Q. Is there a better way to upgrade recruiting than making the leap conference-wise that TCU just made?

Coach Johnson: Other than win games, no, there is not. Again, I think I said it earlier. Now the kids in the Dallas-Fort Worth area that have bypassed TCU in the past, they're playing in one of the premier conferences in the country, if not the premier conference in the country. So now they can come, get a quality
education and play at a high level. Again, it's going to take a certain young man. It's going to take a good basketball player, but it's also going to take a guy with a lot of courage. We've been received very well in terms of the AAU coaches the high school coaches in there. But I think for the most part the guys that jump on board with this program are going to be guys that can play, one. Guys, two, that want to be a part of building some tradition. There in lies the challenge in itself. You look at all the premier programs across the country, regardless of the league it's in. They got started somewhere. There was a group of players and a group of guys that said I want to help this program build a tradition. That's the young man we're looking for, and we're making strides in that regard.

Q: Trent, what were the challenges that attracted you to this particular job? You've been all over the country to a variety of different coaching positions. What makes TCU unique as far as what made your juices flow to take the job?

Coach Johnson: Well, the institution, the support, again, probably the most important thing is the players in that area. There are so many players in the Dallas-Fort Worth area. Also the location for me where I like to have my family, and hopefully be my last opportunity. So all of those things. Then the challenge, there is a challenge. There is a huge challenge in front of us. You look at our conference, and there are five guys that have coached in the Final Four, and four guys that are pretty good, and you have one grinding. So those challenges in themselves and being a part of building a basketball tradition when you win on a consistent basis, and you're a main play era cross the country. I think we can achieve all of those things in time. Is it going to happen overnight? Probably not.

Q: What is the biggest difference about the SEC compared to the Big 12? I know you've been asked that before, but what you noticed anything else since April?

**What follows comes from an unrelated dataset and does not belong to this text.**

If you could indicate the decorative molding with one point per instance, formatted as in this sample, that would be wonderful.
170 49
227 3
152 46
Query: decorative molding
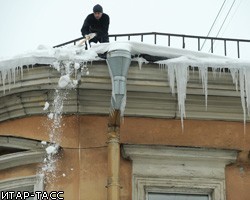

Coach Johnson: Yeah, I haven't played a game in the Big 12 yet, so I don't know if I can answer that. But from afar, I think any conference you're in is the strongest conference and most competitive conference. But I go back to just from afar in regard to what league I've been in, the quality of players, the quality of coaching, and the physicality of the league. From top to bottom, in my mind, I think it's been undervalued. Obviously, like I said, you look at the history and tradition of this league, it's in the last five or ten years it's been consistent in terms of how good it is, the number of prospects that have come out. The number of coaches that have taken teams to postseasons and so on and so forth. There in lies the answer to your question is pretty simple.

Q: In the SEC, at least for a little bit for one year you had a chance to see what Devonta (Abron) could do playing his freshman year at Arkansas you have really big bodies in the Big 12. What else does he bring to the table?

Coach Johnson: He is the one guy on this team that's been battle tested and competed at a high level. That is no disrespect to the guys I have inherited. I've inherited a good group of guys. He gives us a post presence in terms of his strength and his size. He's no different than the group that I inherited Amric Fields, Garlon Green, Kyan Anderson, Nate Butler, Jarvis Ray, all of these guys are quality kids, and decent athletes. We need to push through adversity. Devonta is the guy that's been put in that situation versus high caliber teams and high caliber talent.